| Leseprobe |
Die Arbeitstechniken Alle im vorliegenden Buch enthaltenen Bilder sind kleinformatige Digitaldrucke, ausgehend von originalen Datensätzen. Diese Datensätze sind das Ergebnis einer aus den Teilschritten Digitalisierung und digitale Bildbearbeitung bestehenden Tätigkeit. Dem Digitalisieren von Aquarellen ist allerdings noch die Herstellung von Aquarellen vorgelagert. Die Herstellung des Aquarells und die Bildbearbeitung am Computer sind die künstlerisch prägenden Teilschritte.

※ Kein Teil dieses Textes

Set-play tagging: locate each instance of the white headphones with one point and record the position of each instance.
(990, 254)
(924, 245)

Das Digitalisieren und der Digitaldruck dagegen sind heute handwerkliche Praktiken, die neben zeitgemäßen Geräten und Maschinen ästhetisches Empfinden und viel Praxiserfahrung erfordern. Bei der Erarbeitung der druckreifen Datensätze für dieses Buch, ausgehend von Aquarellen (AQ) und Fotografien (FO), wurde darauf geachtet, dass die für diese Techniken typischen Bildmerkmale durch die »sanfte« Bearbeitung erhalten bleiben. Die Arbeitsbezeichnung Aquadig und Fodig sind von mir gewählt und stehen für eine tiefgehende digitale Bearbeitung von Aquarellen oder Fotografien. Als Aquadig-Technik (AD) bzw. Fodig-Technik (FD) werden demnach die Anwendungen spezieller Computer-Bearbeitungs-Routen für digitalisierte Bilder mit nachfolgendem Druck der hiermit erzeugten originalen Datensätze auf digital getriebenen Druckmaschinen bezeichnet. Diese beiden Techniken besitzen in besonderem Maße den Reiz des Zufälligen und können sehr kreativ eingesetzt werden. Während durch das Fotografieren vorrangig und sehr bewusst realistische Abbildungen entstehen, können durch die Aquarellmalerei und die genannten digitalen Techniken sowohl realistische als auch abstrakte Bildwerke geschaffen werden. Alle vier Techniken haben ihre besonderen Stärken sowie ihre speziellen Nachteile. Ihr jeweiliger Einsatz ist von der Situation, den Möglichkeiten und den gewünschten Aussagen abhängig. Für mich war es ein großer Vorteil, in Abhängigkeit von den Bedingungen, Erwartungen, Stimmungen und in Abhängigkeit vom Bildinhalt zwischen den vier Techniken wählen zu können. Es soll nicht unerwähnt bleiben, dass das »Malen mit haarlosen Pinseln« eine vergleichsweise geringe Belastung des persönlichen Umfeldes darstellt. Auch kann der großzügige Umgang mit gesundheitlich problematischen Farbzubereitungen mit Allergiepotential vermieden werden.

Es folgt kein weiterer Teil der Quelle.